Non coté : comment l’aborder de manière pérenne ?

Publié le 3 juillet 2024 à 12h11

Estelle Dolla    Temps de lecture 4 minutes

Avec l’ouverture de cette classe d’actifs à un plus large public, la question du bon timing d’investissement et du poids idéal au sein d’une allocation se pose désormais de plus en plus fréquemment.

C’est d’autant plus vrai qu’après l’effervescence de 2021 et 2022, l’année 2023 a été marquée par de nombreux signaux d’alerte. Un indicateur clé pour les fonds de capital transmission (fonds de buyout) est la valeur qu’ils parviennent à dégager lors de la cession de participations. Au niveau mondial, cette exit value a représenté 345 Md$ pour le secteur en 2023, selon Dealogic. Une chute de 44 % par rapport à 2022 et le niveau le plus faible enregistré depuis 2013. Depuis 2 ans, le niveau des sorties par introduction en bourse tourne au ralenti : de quoi inquiéter sur la création de valeur actuelle du private equity.

Mais les investisseurs habitués aux actifs cotés doivent réfléchir différemment lorsqu’il s’agit du private equity, dont le fonctionnement est assez différent. La notion de market timing est, certes, cruciale lorsqu’on parle de la bourse. Quand on achète des actions cotées, l’argent est immédiatement et totalement sujet aux risques. Il en va différemment du private equity, où les fonds demandent aux investisseurs un engagement sur un certain montant à apporter, mais vont lever l’argent progressivement, au cours de la période d’investissement, qui peut s’étaler sur 4 ou 5 ans.

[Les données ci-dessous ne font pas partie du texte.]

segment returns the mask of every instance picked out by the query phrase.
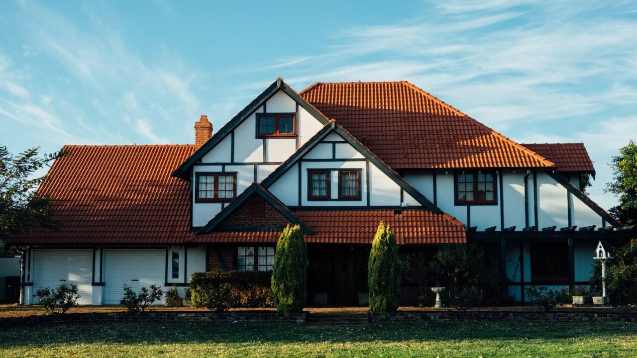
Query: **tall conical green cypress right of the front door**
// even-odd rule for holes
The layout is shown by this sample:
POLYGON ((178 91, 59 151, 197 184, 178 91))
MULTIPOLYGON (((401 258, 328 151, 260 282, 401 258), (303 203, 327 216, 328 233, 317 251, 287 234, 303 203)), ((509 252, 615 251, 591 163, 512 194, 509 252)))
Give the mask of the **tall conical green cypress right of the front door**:
POLYGON ((378 224, 368 264, 369 310, 395 311, 400 297, 401 261, 396 237, 384 222, 378 224))

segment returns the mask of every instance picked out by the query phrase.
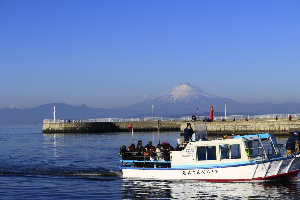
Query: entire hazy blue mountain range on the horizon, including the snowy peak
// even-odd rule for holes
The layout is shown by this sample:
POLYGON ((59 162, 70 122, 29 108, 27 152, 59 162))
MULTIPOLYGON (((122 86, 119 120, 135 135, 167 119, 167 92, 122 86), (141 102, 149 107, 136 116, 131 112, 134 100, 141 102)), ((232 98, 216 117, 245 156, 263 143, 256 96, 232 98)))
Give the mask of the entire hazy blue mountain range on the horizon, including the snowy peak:
POLYGON ((196 85, 181 83, 165 92, 163 95, 146 100, 132 106, 115 109, 89 108, 71 106, 65 103, 51 103, 30 109, 0 109, 0 125, 27 125, 43 123, 44 119, 53 118, 55 106, 57 119, 74 118, 131 118, 152 117, 152 105, 154 115, 160 116, 189 116, 196 113, 199 108, 199 116, 207 116, 212 103, 215 116, 224 115, 226 101, 226 114, 252 115, 252 114, 289 114, 300 113, 300 103, 238 103, 232 99, 217 97, 196 85), (201 115, 201 113, 203 115, 201 115))

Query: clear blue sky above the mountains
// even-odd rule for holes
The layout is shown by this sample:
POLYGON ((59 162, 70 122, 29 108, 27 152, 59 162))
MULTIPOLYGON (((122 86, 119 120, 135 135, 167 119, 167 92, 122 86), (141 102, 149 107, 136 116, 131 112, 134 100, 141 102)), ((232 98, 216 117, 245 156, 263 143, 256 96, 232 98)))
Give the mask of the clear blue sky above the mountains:
POLYGON ((300 1, 1 0, 0 108, 115 108, 183 82, 300 103, 299 35, 300 1))

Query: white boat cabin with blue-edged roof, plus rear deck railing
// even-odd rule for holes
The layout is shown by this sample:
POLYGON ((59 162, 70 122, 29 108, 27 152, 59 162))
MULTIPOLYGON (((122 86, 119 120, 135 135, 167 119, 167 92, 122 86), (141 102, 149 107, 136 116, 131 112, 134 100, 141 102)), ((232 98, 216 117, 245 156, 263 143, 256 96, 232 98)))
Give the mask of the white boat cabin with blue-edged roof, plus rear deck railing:
MULTIPOLYGON (((193 137, 195 139, 197 137, 193 137)), ((179 139, 181 140, 181 139, 179 139)), ((214 140, 195 139, 183 143, 182 151, 171 151, 170 161, 150 161, 144 156, 143 161, 121 160, 122 166, 134 167, 143 163, 144 167, 214 167, 244 164, 281 157, 279 147, 273 135, 268 133, 246 136, 230 136, 214 140), (123 162, 133 164, 124 165, 123 162)), ((157 160, 157 159, 156 159, 157 160)), ((141 165, 139 165, 141 167, 141 165)))

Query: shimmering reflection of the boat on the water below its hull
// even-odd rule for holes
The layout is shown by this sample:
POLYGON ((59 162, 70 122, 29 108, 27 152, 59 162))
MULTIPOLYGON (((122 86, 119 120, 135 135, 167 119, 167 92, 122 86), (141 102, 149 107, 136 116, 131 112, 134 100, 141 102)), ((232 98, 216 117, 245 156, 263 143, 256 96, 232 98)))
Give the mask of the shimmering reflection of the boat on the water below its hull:
POLYGON ((300 199, 299 178, 284 182, 152 181, 123 178, 123 199, 300 199), (284 193, 284 198, 283 194, 284 193))

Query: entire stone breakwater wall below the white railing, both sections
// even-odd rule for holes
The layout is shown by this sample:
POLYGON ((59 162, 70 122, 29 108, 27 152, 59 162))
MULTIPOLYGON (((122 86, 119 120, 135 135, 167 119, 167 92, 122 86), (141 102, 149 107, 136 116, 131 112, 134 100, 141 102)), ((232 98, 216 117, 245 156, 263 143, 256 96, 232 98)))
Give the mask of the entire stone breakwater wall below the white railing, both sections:
MULTIPOLYGON (((127 132, 130 122, 93 122, 93 123, 44 123, 43 133, 107 133, 127 132)), ((180 131, 184 133, 186 123, 183 121, 161 121, 161 131, 180 131)), ((190 122, 193 129, 205 122, 190 122)), ((207 122, 210 135, 257 134, 289 135, 294 130, 300 132, 300 120, 253 120, 253 121, 214 121, 207 122)), ((157 131, 157 121, 133 122, 134 131, 157 131)))

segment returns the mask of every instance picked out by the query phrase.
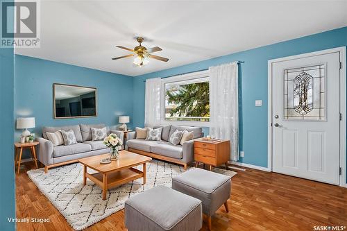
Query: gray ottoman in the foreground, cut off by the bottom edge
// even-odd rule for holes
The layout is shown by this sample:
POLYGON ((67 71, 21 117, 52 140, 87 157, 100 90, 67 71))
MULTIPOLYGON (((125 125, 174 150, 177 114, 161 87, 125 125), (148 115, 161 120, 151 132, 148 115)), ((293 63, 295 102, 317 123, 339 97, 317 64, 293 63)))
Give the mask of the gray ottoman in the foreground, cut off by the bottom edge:
POLYGON ((200 230, 203 226, 201 201, 157 186, 126 200, 125 223, 129 231, 200 230))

En quelque sorte, le private equity intègre nativement la technique d’investissement programmé souvent conseillée aux investisseurs en bourse pour lisser les points d’entrée.

Un autre élément important est le degré de maturité de chaque investisseur face à la classe d’actifs. Les fonds de private equity sont souvent très concentrés, il est judicieux de diversifier rapidement les risques entre plusieurs gérants, voire plusieurs segments de l’univers non coté. La bonne nouvelle, c’est qu’en progressant fortement depuis une décennie, le marché s’est considérablement diversifié. Les fonds nord-américains pèsent encore 54 % des quelque 13 000 Md$ d’actifs privés dénombrés par Preqin, le solde se répartissant équitablement entre Europe et Asie. Surtout, les fonds de buyout ne représentent que 30 % du total des actifs non cotés où l’on trouve d’autres segments proposant une palette très variée de profils de risque : des fonds de capital-risque (venture) investissant dans de jeunes pousses aux investissements dans l’immobilier, les infrastructures ou encore la dette privée. Un univers de possibles qui permet une vraie allocation des risques, comme on peut le faire dans l’univers coté.

Reste la question de savoir quelle part d’un patrimoine financier allouer au non coté. Le fonds de pension californien CalPERS, très habitué à la classe d’actifs puisqu’il a déjà investi dans plus de 350 véhicules non cotés, pousse les feux sur le non coté : il a annoncé en mars son intention d’augmenter l’allocation aux actifs privés de 33 à 40 % de son portefeuille. Mais tout dépend de l’investisseur et du niveau de liquidité dont il a besoin. L’exemple des family offices est intéressant : selon les chiffres de Preqin, ils avaient en moyenne 16 % de leurs actifs en non coté à fin 2023, ce qui constitue un retour à un niveau normatif après une poussée jusqu’à 20 % en 2020 et 2021. La crainte de l’illiquidité peut aussi influencer la typologie des actifs utilisés : la dette privée ou les investissements en secondaire permettent de réduire la durée d’investissement.

Le timing n’est donc pas forcément le critère principal en private equity. Il est plus important encore de savoir si on investit chez les bons gérants. Lors du pic d’activité de 2021, où les deals en private equity ont allègrement dépassé les 1 000 Md$, tous n’ont pas eu le même comportement : certains ont profité de l’euphorie pour vendre des participations et rendre l’argent à leurs investisseurs, tandis que d’autres ont pu se laisser emporter et investir avec précipitation l’argent levé. Plus encore que la connaissance des grands noms du private equity, comme 3i Group, KKR ou Blackstone – chacune de ces marques cachant désormais de multiples stratégies –, c’est la connaissance fine des équipes et de leur historique qui est source de valeur, dans un secteur où les écarts de performance entre les meilleurs et les moins bons sont considérables.